From 875e038830304b62dfcc80719208b7494ec83681 Mon Sep 17 00:00:00 2001
From: Derek <derekwbarnett@gmail.com>
Date: Thu, 17 Jun 2010 00:01:56 -0400
Subject: [PATCH] Added concept of a fully specified region of interest to the
 BamReader API. Added BamRegion struct to BamAux.h. Added SetRegion() methods
 to BamReader.

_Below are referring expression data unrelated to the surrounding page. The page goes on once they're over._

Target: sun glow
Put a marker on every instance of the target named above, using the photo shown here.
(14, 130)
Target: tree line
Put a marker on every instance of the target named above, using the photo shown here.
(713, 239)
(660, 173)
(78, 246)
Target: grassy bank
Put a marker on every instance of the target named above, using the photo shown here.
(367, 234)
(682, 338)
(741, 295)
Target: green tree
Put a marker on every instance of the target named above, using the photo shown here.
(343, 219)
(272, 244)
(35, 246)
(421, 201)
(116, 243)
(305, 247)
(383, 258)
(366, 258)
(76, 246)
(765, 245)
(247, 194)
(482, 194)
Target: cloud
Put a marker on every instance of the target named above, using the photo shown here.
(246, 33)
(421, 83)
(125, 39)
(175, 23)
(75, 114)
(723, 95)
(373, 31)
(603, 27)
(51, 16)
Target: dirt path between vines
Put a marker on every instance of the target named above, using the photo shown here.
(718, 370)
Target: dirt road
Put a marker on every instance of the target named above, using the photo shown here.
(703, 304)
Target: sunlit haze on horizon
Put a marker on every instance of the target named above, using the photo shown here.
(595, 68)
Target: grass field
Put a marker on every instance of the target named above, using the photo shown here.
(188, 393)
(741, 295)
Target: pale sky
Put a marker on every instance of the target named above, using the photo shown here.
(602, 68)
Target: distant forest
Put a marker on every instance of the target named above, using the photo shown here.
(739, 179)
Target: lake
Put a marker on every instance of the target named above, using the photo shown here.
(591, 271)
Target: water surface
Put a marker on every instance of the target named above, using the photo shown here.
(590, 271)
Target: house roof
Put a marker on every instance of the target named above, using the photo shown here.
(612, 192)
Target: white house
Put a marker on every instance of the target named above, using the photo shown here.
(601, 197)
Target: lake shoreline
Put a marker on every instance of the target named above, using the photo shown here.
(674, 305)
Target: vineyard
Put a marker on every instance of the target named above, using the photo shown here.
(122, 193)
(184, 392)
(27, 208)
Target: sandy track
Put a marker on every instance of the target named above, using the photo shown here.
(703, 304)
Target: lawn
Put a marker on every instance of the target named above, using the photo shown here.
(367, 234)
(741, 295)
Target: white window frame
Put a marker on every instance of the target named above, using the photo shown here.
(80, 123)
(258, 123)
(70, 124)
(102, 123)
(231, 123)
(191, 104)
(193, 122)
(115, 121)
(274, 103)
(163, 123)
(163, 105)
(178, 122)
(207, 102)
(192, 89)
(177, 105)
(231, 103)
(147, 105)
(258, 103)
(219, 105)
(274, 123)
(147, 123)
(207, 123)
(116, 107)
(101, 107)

Reorganized or modified these existing BamReaderPrivate
 functions: BamReaderPrivate(), Close(), GetNextAlignment/Core(), IsOverlap(),
 Jump(), & Rewind(). Cleans up a lot of region-checking client code.

---
 BamAux.h      |  22 +++++++-
 BamReader.cpp | 137 +++++++++++++++++++++++++++++++++-----------------
 BamReader.h   |   9 +++-
 3 files changed, 118 insertions(+), 50 deletions(-)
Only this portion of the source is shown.